People often say that they'd prefer to write their shell scripts in Python or even Go these days, but the problem there is that the elements of structured programming makes the overall steps difficult to follow. Typically, the paradigm with use cases adjacent with shell scripts is to be able to view what it is doing without any sort of abstractions.

Lord_Zero · a year ago

This could be useful for CICD where you need to bump a version number in a file based on the build number.

fsckboy · a year ago

the in-between mode that you mention but seem to dismiss it is the way most traditional unixheads work with data most of the time: from the command line

editor? when i pull up emacs, 50% of the time it's write emacs macros, and I do that because shell scripts don't easily go backward in the stream. (something rarely mentioned about teco was that it was a stream editor that would chew its way forward through files; you didn't need the memory to keep it all in core, and it could go backward within understandable limits)

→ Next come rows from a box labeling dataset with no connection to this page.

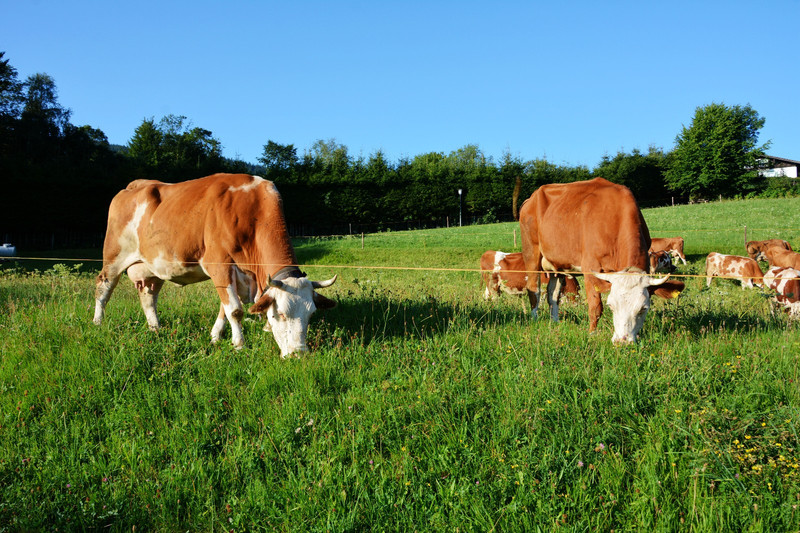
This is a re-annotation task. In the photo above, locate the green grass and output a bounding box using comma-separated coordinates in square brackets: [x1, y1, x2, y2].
[0, 200, 800, 531]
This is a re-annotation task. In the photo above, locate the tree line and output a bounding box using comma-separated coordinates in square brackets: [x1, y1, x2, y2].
[0, 52, 794, 243]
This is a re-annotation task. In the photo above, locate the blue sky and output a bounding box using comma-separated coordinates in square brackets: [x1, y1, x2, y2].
[0, 0, 800, 168]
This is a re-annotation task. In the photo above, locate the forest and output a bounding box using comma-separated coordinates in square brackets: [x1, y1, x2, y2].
[0, 52, 795, 248]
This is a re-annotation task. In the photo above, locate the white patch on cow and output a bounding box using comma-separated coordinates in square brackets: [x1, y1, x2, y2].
[228, 176, 264, 192]
[595, 271, 669, 343]
[147, 253, 209, 285]
[119, 202, 148, 250]
[764, 267, 800, 318]
[267, 278, 317, 358]
[222, 280, 244, 350]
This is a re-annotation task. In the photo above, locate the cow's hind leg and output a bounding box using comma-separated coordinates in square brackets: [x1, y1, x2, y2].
[93, 265, 122, 325]
[128, 263, 164, 331]
[135, 277, 164, 331]
[211, 304, 228, 344]
[547, 275, 564, 322]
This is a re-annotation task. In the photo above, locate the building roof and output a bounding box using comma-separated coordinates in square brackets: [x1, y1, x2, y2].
[764, 154, 800, 167]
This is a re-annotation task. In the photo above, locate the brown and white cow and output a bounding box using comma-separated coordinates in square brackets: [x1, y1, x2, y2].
[481, 250, 580, 300]
[650, 237, 686, 265]
[519, 178, 684, 343]
[94, 174, 336, 357]
[647, 250, 675, 274]
[706, 252, 764, 289]
[764, 267, 800, 318]
[744, 239, 792, 261]
[758, 245, 800, 270]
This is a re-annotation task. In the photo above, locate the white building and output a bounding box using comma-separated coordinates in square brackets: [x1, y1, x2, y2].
[758, 155, 800, 178]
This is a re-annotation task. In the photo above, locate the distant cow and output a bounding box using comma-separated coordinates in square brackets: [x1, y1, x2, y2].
[759, 246, 800, 270]
[650, 237, 686, 265]
[744, 239, 792, 261]
[706, 252, 764, 289]
[481, 250, 580, 300]
[764, 267, 800, 318]
[94, 174, 336, 357]
[648, 250, 675, 274]
[519, 178, 684, 343]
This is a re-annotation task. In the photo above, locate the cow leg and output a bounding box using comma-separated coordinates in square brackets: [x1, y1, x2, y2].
[94, 266, 122, 325]
[206, 258, 244, 349]
[547, 275, 563, 322]
[523, 287, 539, 318]
[583, 274, 603, 333]
[134, 277, 164, 331]
[211, 304, 228, 344]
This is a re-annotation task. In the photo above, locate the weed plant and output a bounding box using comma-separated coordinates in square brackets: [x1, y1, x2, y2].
[0, 200, 800, 532]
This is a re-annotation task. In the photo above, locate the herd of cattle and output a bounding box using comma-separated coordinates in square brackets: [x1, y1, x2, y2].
[94, 174, 800, 357]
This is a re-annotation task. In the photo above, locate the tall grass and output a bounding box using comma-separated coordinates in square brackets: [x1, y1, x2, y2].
[0, 200, 800, 531]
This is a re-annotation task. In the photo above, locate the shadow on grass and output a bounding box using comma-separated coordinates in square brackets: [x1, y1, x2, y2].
[312, 295, 588, 343]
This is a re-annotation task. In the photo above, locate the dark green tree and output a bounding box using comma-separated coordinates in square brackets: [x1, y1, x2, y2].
[664, 103, 769, 199]
[128, 115, 227, 181]
[258, 141, 297, 179]
[594, 146, 669, 207]
[0, 52, 23, 118]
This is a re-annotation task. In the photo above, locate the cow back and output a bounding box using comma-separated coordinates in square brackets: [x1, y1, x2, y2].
[520, 178, 650, 272]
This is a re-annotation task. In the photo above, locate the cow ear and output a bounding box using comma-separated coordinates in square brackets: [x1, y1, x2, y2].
[647, 280, 686, 300]
[248, 292, 275, 315]
[313, 291, 336, 309]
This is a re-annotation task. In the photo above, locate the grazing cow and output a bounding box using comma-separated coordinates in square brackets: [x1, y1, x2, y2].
[519, 178, 684, 343]
[764, 267, 800, 318]
[647, 250, 675, 274]
[744, 239, 792, 261]
[706, 252, 764, 289]
[650, 237, 686, 265]
[758, 246, 800, 270]
[481, 250, 580, 300]
[94, 174, 336, 357]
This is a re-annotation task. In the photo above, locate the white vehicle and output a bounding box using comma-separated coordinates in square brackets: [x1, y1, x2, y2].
[0, 242, 17, 261]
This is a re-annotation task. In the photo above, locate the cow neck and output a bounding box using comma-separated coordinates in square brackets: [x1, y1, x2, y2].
[272, 265, 306, 281]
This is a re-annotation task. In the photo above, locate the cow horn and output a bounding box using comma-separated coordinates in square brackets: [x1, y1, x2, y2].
[592, 272, 615, 283]
[267, 274, 283, 289]
[650, 274, 669, 287]
[311, 274, 337, 289]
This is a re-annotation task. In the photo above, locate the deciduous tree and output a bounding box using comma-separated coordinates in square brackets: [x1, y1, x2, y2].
[664, 103, 769, 198]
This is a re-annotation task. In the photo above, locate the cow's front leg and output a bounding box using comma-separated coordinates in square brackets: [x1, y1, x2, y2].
[523, 287, 540, 318]
[211, 303, 228, 344]
[93, 266, 122, 325]
[208, 264, 244, 349]
[547, 275, 563, 322]
[584, 274, 605, 333]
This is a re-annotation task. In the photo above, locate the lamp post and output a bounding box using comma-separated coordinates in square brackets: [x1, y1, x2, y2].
[458, 189, 463, 227]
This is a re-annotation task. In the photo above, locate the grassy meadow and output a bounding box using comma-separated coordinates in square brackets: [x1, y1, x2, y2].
[0, 199, 800, 532]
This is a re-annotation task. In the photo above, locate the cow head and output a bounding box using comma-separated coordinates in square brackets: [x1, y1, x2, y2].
[594, 268, 669, 344]
[649, 250, 675, 274]
[250, 276, 336, 357]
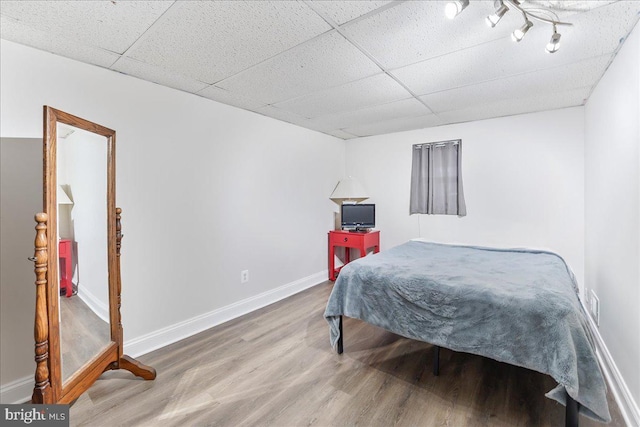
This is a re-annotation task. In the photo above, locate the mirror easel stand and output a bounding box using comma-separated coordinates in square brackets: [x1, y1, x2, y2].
[30, 212, 52, 403]
[30, 208, 156, 404]
[107, 208, 156, 380]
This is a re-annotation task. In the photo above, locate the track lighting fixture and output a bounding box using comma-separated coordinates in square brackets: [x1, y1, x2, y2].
[445, 0, 573, 53]
[444, 0, 469, 19]
[547, 25, 560, 53]
[486, 2, 509, 28]
[511, 16, 533, 42]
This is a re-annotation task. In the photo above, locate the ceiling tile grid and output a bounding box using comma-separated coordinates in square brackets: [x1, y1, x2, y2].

writing an actual shellscript is only for when it's really hairy, you are going to be repeating it and/or you need the types of error handling that cloud up the clarity of the commandline

the commandline does provide rudimentary "records" in the saved history

macNchz · a year ago

I see the appeal of having a declarative syntax rather than writing a bunch of code to make the change reliably and safely.

0thgen · a year ago

one benefit (idk if it applies here) is if the select/put/delete statements didn’t require loading the data in memory; so you could query massive data files with limited RAM and not have to solve that problem yourself for each data storage format you’re working with

paulddraper · a year ago

> or writing a quick functional script

It's exactly a quick functional script.